Methods: A school-based cohort of all 7th grade students (N=1781) in 19 of 60 schools in Irbid, Jordan, was followed from 2008 to 2011. Generalized linear mixed modeling was used to examine predictors of WP initiation among WP-naïve students (N=1243).
Results: During the 3-year study, WP initiation was documented in 39% of boys and 28% of girls. Prior cigarette smoking (boys: odds ratio 7.41; 95% confidence interval 4.05-12.92 and girls: 8.48; 4.34-16.56) and low WP refusal self-efficacy (boys: 26.67; 13.80-51.53 and girls: 11.49; 6.42-20.55) were strongly predictive of initiating WP. Boys were also more likely to initiate WP smoking if they had siblings (2.30; 1.14-4.64) or teachers (2.07; 1.12-3.84) who smoked and girls if they had friends (2.96; 1.59-5.54) who smoked.

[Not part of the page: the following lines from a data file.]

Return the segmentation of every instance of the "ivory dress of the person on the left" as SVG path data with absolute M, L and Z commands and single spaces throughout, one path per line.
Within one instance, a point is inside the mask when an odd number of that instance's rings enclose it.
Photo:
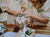
M 3 4 L 2 9 L 4 7 L 4 11 L 11 9 L 20 12 L 21 8 L 26 7 L 27 3 L 24 0 L 1 0 L 1 4 Z M 13 15 L 8 14 L 7 18 L 7 24 L 15 24 Z

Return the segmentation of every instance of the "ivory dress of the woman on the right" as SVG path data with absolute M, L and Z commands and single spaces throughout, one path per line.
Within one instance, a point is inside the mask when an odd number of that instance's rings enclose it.
M 30 11 L 31 13 L 37 15 L 37 16 L 40 16 L 40 17 L 44 17 L 46 18 L 47 20 L 49 20 L 49 22 L 47 24 L 43 24 L 43 23 L 40 23 L 38 21 L 36 21 L 35 19 L 33 24 L 34 25 L 39 25 L 39 26 L 45 26 L 45 25 L 50 25 L 50 0 L 47 0 L 46 3 L 44 4 L 44 6 L 42 6 L 42 8 L 44 9 L 43 12 L 38 12 L 37 9 L 34 7 L 34 4 L 31 4 L 28 0 L 28 8 L 27 10 Z

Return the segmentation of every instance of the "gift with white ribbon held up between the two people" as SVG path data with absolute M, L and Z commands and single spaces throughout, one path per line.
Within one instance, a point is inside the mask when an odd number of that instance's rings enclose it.
M 27 18 L 24 18 L 24 16 L 21 17 L 21 15 L 15 18 L 15 23 L 19 28 L 23 28 L 24 25 L 28 25 L 29 22 L 30 20 L 28 20 Z

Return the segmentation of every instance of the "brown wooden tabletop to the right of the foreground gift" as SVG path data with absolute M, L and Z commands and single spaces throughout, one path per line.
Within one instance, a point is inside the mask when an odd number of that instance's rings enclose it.
M 35 26 L 33 29 L 35 29 L 35 33 L 37 34 L 48 34 L 50 35 L 50 26 L 45 26 L 45 27 L 39 27 Z

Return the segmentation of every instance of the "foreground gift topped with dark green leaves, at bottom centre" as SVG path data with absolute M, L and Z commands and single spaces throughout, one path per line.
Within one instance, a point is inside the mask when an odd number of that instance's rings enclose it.
M 20 30 L 15 37 L 33 37 L 35 34 L 35 30 L 31 28 L 26 28 L 25 35 L 23 36 L 23 30 Z

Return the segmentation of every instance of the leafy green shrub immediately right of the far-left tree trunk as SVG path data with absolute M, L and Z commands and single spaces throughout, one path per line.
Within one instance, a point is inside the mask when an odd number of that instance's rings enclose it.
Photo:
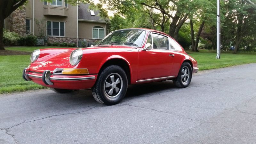
M 18 44 L 18 40 L 20 39 L 20 35 L 18 33 L 5 30 L 3 34 L 3 42 L 5 46 Z

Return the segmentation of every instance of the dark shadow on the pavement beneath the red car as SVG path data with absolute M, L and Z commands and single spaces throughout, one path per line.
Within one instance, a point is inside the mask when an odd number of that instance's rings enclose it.
M 138 96 L 147 97 L 148 94 L 151 93 L 166 92 L 174 89 L 176 89 L 176 87 L 170 80 L 164 82 L 153 82 L 148 84 L 129 85 L 124 100 L 122 101 Z M 45 107 L 47 107 L 48 105 L 50 106 L 50 104 L 52 107 L 53 103 L 54 105 L 58 105 L 61 107 L 65 105 L 72 105 L 76 106 L 77 108 L 93 105 L 104 106 L 94 100 L 91 90 L 80 90 L 69 93 L 55 93 L 49 91 L 48 94 L 44 94 L 39 97 L 41 98 L 35 99 L 36 103 L 41 103 L 42 105 L 45 104 Z

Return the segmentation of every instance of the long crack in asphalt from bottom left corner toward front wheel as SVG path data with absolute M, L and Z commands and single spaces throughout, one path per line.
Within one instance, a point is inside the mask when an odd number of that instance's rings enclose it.
M 89 106 L 89 107 L 92 107 L 92 106 Z M 92 108 L 96 108 L 96 107 L 100 107 L 100 106 L 93 106 Z M 88 108 L 88 107 L 85 107 L 85 108 Z M 75 113 L 67 113 L 67 114 L 59 114 L 59 115 L 46 116 L 46 117 L 44 117 L 44 118 L 35 119 L 35 120 L 32 120 L 32 121 L 27 121 L 27 120 L 25 120 L 24 122 L 19 123 L 19 124 L 15 124 L 15 125 L 13 125 L 12 127 L 9 127 L 9 128 L 0 128 L 0 130 L 5 130 L 5 133 L 6 133 L 7 135 L 12 136 L 12 139 L 13 139 L 14 143 L 18 143 L 18 140 L 15 138 L 15 135 L 9 133 L 9 129 L 11 129 L 11 128 L 13 128 L 13 127 L 16 127 L 16 126 L 18 126 L 18 125 L 20 125 L 20 124 L 30 123 L 30 122 L 34 122 L 34 121 L 38 121 L 38 120 L 50 118 L 50 117 L 53 117 L 53 116 L 63 116 L 63 115 L 70 115 L 70 114 L 79 114 L 79 113 L 83 113 L 83 112 L 86 112 L 86 111 L 91 110 L 92 108 L 89 108 L 89 109 L 83 110 L 83 111 L 79 111 L 79 112 L 75 112 Z M 26 121 L 27 121 L 27 122 L 26 122 Z

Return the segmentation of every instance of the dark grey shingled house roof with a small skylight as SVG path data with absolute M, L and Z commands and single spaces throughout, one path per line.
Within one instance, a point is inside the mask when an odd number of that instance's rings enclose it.
M 90 4 L 78 5 L 78 19 L 85 20 L 85 21 L 104 22 L 104 23 L 106 22 L 106 20 L 109 21 L 109 19 L 102 19 L 99 16 L 99 12 L 100 12 L 99 10 L 94 11 L 95 16 L 92 16 L 89 7 L 90 7 Z

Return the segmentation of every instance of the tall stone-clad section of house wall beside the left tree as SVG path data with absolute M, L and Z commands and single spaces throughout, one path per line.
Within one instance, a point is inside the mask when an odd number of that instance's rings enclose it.
M 20 35 L 26 34 L 26 12 L 25 6 L 16 9 L 9 16 L 10 31 L 19 33 Z

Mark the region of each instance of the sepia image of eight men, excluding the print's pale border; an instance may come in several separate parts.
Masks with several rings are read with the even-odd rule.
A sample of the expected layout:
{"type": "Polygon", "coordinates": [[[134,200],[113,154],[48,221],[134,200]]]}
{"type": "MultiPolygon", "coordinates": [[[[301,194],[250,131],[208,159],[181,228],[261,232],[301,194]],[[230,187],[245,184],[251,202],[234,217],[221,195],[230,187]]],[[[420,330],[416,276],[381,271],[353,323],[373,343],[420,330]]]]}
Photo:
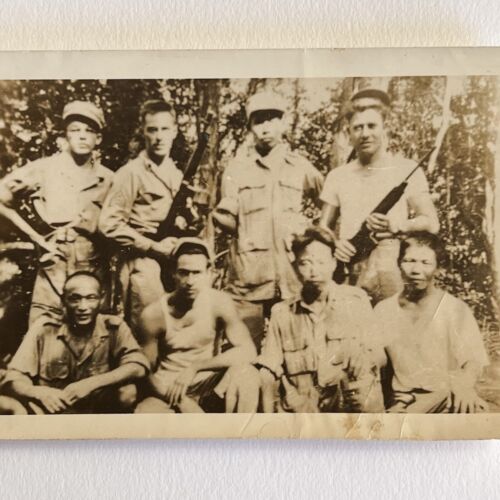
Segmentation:
{"type": "Polygon", "coordinates": [[[500,80],[393,69],[1,80],[0,414],[500,412],[500,80]]]}

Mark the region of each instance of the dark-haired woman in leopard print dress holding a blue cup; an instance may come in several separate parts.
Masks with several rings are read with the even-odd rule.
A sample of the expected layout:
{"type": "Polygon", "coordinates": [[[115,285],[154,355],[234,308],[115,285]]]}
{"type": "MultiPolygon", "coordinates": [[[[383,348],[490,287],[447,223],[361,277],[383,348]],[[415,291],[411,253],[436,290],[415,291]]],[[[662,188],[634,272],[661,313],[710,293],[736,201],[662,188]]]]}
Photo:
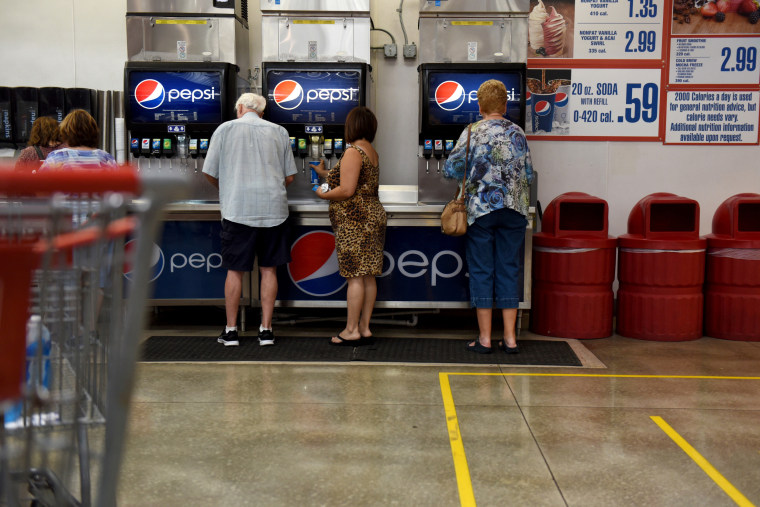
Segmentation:
{"type": "Polygon", "coordinates": [[[346,327],[330,338],[332,345],[367,345],[377,297],[375,277],[382,273],[386,214],[378,198],[378,154],[372,146],[377,118],[359,106],[346,116],[346,151],[329,171],[320,162],[317,172],[327,176],[329,190],[317,195],[330,201],[330,223],[335,232],[340,274],[348,279],[346,327]]]}

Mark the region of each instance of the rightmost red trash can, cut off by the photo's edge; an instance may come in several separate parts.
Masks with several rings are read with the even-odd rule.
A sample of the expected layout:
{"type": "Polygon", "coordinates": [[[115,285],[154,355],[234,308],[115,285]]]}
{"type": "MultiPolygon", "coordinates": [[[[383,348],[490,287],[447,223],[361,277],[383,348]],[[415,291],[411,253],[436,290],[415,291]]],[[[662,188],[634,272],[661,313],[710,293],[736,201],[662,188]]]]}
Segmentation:
{"type": "Polygon", "coordinates": [[[760,341],[760,194],[726,199],[706,238],[705,334],[760,341]]]}

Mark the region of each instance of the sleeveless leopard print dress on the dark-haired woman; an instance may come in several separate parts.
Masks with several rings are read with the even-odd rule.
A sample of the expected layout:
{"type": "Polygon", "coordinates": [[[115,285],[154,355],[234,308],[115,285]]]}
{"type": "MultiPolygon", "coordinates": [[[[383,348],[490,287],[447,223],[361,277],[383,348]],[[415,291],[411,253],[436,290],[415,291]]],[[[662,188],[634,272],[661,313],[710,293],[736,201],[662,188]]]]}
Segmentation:
{"type": "MultiPolygon", "coordinates": [[[[338,267],[344,278],[375,275],[383,271],[385,245],[385,208],[380,204],[377,188],[380,181],[379,166],[372,165],[367,154],[358,146],[362,156],[356,192],[345,201],[330,201],[330,223],[335,232],[335,249],[338,267]]],[[[340,162],[327,175],[330,188],[340,185],[340,162]]]]}

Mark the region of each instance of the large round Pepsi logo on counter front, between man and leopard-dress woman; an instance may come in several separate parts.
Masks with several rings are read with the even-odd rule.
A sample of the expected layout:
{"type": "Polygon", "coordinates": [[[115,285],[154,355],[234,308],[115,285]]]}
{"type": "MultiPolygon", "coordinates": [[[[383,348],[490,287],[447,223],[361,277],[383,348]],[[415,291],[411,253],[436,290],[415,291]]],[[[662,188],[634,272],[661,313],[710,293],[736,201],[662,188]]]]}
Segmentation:
{"type": "Polygon", "coordinates": [[[293,243],[290,256],[290,280],[306,294],[329,296],[346,285],[346,279],[338,270],[335,236],[331,232],[307,232],[293,243]]]}

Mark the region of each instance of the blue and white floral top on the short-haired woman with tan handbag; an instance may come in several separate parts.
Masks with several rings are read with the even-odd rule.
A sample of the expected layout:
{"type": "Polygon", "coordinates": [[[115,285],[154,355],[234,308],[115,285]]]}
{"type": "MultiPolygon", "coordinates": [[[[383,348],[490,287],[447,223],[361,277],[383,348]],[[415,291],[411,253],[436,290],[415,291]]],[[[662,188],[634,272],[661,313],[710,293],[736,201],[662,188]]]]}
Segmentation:
{"type": "MultiPolygon", "coordinates": [[[[491,211],[510,208],[528,216],[533,163],[525,133],[509,120],[473,123],[465,204],[467,223],[491,211]]],[[[467,129],[443,166],[443,176],[462,179],[467,129]]]]}

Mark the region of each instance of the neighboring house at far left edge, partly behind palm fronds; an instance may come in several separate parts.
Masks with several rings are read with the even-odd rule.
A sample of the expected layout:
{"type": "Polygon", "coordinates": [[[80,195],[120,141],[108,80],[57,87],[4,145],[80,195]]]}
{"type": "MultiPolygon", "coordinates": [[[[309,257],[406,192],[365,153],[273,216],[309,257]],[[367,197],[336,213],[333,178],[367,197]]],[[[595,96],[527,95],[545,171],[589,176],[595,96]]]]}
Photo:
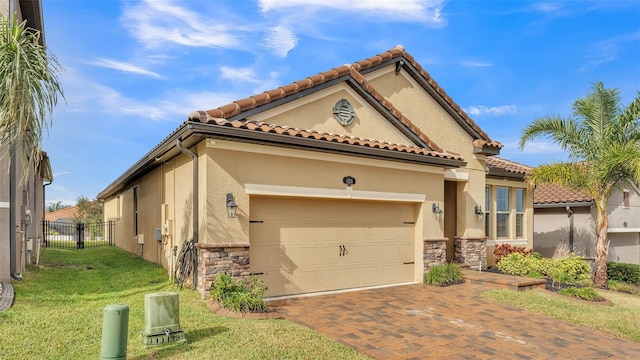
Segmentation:
{"type": "MultiPolygon", "coordinates": [[[[42,4],[40,0],[10,0],[0,2],[0,14],[7,19],[17,14],[18,21],[27,21],[29,27],[42,33],[42,4]]],[[[42,237],[44,219],[43,182],[53,181],[49,157],[42,152],[39,169],[23,169],[21,151],[12,159],[6,146],[0,144],[0,281],[20,278],[27,262],[27,245],[42,237]],[[24,182],[20,180],[27,173],[24,182]]]]}

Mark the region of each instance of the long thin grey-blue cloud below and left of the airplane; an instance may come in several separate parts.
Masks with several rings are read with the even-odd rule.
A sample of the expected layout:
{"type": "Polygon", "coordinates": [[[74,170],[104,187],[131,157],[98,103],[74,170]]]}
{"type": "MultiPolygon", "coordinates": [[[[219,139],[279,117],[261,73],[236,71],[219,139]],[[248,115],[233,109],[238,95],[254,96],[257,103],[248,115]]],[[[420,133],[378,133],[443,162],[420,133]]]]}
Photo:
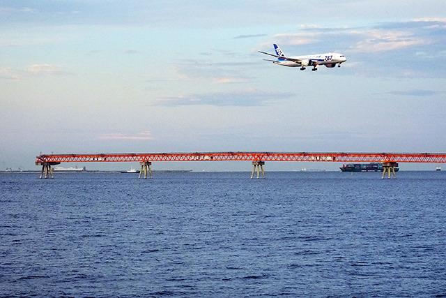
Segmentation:
{"type": "Polygon", "coordinates": [[[155,101],[155,105],[214,105],[254,107],[268,105],[274,101],[291,98],[290,93],[269,93],[261,91],[236,91],[208,94],[194,94],[191,96],[163,97],[155,101]]]}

Conclusion: There is a sizeable incidence of WP initiation among students of both sexes. These findings will help in designing culturally responsive prevention interventions against WP smoking. Gender-specific factors, refusal skills, and cigarette smoking need to be important components of such initiatives.
Keywords: Cohort; Gender; Initiation; Jordan; School children; Waterpipe smoking.